La inteligencia artificial ya forma parte del entorno educativo y laboral, lo que plantea interrogantes sobre el enfoque regulatorio. Expertos señalan que cualquier normativa debe partir del reconocimiento de esta realidad. La pregunta central no es si permitir o prohibir, sino bajo qué criterios y con qué propósitos se integra la tecnología. Prohibir dispositivos puede reducir distracciones, pero también limita herramientas valiosas para contrastar información, responder cuestionarios y trabajar con aplicaciones educativas.
La efectividad de cualquier regulación depende de considerar variables críticas: la edad de los alumnos, la evidencia disponible sobre impacto educativo y el propósito específico de cada herramienta. Restricciones en educación inicial pueden justificarse por razones de salud y desarrollo neurológico, pero estudiantes en niveles superiores requieren aprender a utilizar tecnología que encontrarán en educación superior y mercado laboral.

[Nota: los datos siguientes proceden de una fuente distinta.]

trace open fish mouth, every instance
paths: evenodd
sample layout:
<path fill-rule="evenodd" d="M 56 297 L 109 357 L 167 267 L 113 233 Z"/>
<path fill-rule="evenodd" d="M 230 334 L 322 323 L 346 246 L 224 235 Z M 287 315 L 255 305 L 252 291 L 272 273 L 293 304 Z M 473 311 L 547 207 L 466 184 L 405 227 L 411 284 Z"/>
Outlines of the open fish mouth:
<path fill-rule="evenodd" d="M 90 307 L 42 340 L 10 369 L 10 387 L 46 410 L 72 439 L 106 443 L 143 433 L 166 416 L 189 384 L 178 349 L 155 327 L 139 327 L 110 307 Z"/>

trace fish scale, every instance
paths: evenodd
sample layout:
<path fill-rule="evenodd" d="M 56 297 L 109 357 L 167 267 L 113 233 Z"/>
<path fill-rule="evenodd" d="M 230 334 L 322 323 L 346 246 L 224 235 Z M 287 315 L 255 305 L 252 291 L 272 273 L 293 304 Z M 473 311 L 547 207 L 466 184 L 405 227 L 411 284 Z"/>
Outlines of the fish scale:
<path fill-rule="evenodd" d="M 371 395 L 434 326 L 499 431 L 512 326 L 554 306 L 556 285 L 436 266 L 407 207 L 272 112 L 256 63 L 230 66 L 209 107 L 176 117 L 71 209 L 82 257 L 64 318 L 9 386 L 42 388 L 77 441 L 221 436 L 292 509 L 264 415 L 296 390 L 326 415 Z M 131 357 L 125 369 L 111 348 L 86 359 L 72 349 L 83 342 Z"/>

Este debate adquiere dimensiones estratégicas ante las desigualdades del sistema educativo mexicano, donde el acceso a internet y dispositivos varía significativamente entre instituciones. Una regulación que no considere estas disparidades puede profundizar brechas educativas en lugar de cerrarlas. La discusión debe evolucionar desde la prohibición hacia marcos que desarrollen literacidad digital crítica, permitiendo a estudiantes comprender implicaciones éticas, cognitivas y laborales de trabajar con inteligencia artificial mientras adquieren competencias fundamentales.